Dalit Women’s Autobiographies as a Resource for Pastoral Theology, Care and Counselling
Rev. Devahi SELINA
Doctoral Student, Pastoral Care and Counselling
Union Biblical Seminary, Pune, India
Dalits were denied access to knowledge systems and were forbidden to read, write, or listen to the Vedas. During British colonial rule, formal educational opportunities for Dalits emerged. Consequently, Dalits began to write themselves into history, by wielding the power of the pen. Dalit autobiographies are their stories that embody their pain, protests, and hope. Dalit works are still not included in mainstream writings, much like the Dalits themselves, who live beyond the village boundaries. Dalit literature depicts the anguish of being a Dalit in a caste-based society. Concurrently, document revolutionary concepts that question society's hegemonic caste systems. From 1990 to 2020, most Dalit women's writings whose experiences were not represented in mainstream Dalit literature and feminist writings were published. Their wretched lives were given meanings and purpose via literature, and their voices were heard. These women's counter-stories are painful because they strike at the conscience of society; because alternate perceptions of reality are not addressed, they are typically disregarded as radical and extreme. Their lived experiences can be used as a resource for pastoral theology. To be truly and relevantly contextual, pastoral theology must address the questions raised by Dalit women and weave its theology of pastoral care by paying attention to the resources that Dalit women use to cope with multiple forms of oppression, violence, and discrimination.
Methods of inquiry examine the contents (stories, testimonies, and narratives) of selected Dalit women's autobiographies in order to delve into their lived experience and re-present it in a narrative form that provides rich detail and context about their lives.

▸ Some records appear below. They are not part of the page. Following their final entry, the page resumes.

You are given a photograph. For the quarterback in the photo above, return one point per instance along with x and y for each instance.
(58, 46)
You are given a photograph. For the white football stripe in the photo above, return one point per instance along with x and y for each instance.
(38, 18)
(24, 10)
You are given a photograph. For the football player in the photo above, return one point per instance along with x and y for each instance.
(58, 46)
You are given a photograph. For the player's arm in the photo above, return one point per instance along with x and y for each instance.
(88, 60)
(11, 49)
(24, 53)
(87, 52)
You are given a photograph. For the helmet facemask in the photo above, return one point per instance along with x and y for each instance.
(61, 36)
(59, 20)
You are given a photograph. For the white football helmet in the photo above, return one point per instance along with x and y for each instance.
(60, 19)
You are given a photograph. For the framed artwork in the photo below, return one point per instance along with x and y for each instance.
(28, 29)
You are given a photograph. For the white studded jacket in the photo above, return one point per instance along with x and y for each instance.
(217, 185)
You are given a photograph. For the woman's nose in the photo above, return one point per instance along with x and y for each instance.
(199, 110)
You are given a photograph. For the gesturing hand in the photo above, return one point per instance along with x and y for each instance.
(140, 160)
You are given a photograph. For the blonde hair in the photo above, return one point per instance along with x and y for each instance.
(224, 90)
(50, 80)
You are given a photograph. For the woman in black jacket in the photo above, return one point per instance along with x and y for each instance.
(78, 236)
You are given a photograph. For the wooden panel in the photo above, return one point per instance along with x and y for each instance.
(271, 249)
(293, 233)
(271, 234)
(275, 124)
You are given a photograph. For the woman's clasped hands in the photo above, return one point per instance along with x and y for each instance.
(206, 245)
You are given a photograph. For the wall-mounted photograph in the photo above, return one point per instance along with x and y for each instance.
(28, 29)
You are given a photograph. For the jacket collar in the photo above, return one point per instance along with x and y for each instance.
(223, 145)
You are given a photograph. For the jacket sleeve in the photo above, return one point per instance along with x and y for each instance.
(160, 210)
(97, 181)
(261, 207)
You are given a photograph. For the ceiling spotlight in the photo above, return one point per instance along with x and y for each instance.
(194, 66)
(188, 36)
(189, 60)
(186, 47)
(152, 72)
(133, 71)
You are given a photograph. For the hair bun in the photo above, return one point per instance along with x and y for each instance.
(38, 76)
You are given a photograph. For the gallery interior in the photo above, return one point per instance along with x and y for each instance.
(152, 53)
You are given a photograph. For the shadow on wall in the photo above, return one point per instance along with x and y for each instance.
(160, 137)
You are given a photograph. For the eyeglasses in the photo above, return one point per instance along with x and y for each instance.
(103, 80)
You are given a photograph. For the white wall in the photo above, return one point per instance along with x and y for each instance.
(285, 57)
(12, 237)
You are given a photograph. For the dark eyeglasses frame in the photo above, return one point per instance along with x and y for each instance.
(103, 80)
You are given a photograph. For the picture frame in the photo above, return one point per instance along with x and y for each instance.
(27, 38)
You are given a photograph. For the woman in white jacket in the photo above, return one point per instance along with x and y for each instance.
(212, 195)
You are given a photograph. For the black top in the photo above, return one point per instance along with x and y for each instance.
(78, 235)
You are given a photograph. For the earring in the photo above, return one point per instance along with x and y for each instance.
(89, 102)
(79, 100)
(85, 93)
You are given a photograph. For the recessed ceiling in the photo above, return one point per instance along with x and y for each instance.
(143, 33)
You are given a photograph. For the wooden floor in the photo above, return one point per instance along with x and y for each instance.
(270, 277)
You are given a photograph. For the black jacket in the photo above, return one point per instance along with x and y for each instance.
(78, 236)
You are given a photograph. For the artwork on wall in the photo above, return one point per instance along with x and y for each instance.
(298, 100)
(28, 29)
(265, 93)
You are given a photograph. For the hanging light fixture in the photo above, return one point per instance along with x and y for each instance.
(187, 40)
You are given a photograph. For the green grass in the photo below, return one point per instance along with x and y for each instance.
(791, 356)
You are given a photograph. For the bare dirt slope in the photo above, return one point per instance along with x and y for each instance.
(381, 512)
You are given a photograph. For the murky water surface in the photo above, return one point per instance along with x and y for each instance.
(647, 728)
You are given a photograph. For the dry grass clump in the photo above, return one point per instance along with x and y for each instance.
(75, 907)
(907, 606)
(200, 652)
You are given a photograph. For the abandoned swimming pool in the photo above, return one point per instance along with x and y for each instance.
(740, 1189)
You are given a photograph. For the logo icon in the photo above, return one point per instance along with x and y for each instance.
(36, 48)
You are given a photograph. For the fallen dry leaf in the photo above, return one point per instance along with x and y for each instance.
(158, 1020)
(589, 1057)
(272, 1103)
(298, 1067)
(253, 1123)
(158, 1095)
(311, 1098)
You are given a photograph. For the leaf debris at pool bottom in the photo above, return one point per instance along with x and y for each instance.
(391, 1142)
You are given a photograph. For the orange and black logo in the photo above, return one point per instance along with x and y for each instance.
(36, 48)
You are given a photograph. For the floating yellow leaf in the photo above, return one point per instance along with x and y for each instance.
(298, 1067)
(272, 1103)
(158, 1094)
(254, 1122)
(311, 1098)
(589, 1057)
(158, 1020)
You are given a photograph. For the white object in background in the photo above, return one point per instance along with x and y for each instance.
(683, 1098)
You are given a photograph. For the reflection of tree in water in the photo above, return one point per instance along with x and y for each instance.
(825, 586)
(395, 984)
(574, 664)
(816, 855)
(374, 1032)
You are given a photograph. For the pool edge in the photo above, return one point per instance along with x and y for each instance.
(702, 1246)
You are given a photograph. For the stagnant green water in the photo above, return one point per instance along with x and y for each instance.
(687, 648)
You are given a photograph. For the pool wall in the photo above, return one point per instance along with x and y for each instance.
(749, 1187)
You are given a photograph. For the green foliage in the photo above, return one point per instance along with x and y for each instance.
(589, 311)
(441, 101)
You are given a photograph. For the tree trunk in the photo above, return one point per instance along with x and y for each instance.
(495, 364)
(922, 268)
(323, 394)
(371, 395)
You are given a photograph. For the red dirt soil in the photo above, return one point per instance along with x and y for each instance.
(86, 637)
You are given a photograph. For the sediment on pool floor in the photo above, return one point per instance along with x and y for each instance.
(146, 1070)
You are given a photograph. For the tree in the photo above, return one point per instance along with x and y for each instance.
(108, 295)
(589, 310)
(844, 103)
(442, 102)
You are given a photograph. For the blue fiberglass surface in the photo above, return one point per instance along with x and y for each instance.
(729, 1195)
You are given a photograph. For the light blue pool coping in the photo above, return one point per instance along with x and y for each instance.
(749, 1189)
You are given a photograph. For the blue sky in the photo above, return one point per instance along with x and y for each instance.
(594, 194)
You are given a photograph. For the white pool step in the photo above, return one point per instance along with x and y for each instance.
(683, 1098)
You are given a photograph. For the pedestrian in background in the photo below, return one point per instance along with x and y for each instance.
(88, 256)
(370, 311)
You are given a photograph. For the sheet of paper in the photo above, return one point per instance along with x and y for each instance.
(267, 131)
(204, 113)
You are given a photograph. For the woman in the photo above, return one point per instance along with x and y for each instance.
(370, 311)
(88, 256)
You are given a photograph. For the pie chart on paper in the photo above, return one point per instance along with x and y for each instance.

Several themes emerge from Dalit women's testimonies, including how Dalit girl children are unwelcomed from childbirth at home and in society; discrimination at educational institutions; the nature of Dalit women's problems that differ from caste women; and domestic violence that these women face at home at the hands of their spouses and in-laws. The appalling poverty that Dalits experience as a result of societal structure and exploitation; the most heinous crimes against Dalit women being sexual violence and rape, while caste Hindus get away with impunity. The autobiographies expose the caste people's inhumanity and caste discrimination in the workplace. They depict the reliance of Dalit community. A study of their resilience open possibilities in understanding as to how the oppressed communities build mechanisms that enable them to cope. The coping technique implanted in them to help them deal with caste cruelty was documented.
Underneath their entire empathic writing/orientation and furious exposure of casteism is a profound substructure of Christian commitment. Their lived experiences as Dalits, as well as their pursuit of equality, human dignity, well-being, and justice for their people, make them natural caregivers. They abandon individuality and personal fulfilment in favour of collective caregiving as realistic possibilities, transforming themselves into pastoral caregivers. Their pastoral caregiving nature is supportive and empathic. They communicate their desires, dreams, and independent viewpoints, and they talk for themselves rather than being spoken for or by others. They employ the female body in rebellion and combat of patriarchal domination of women.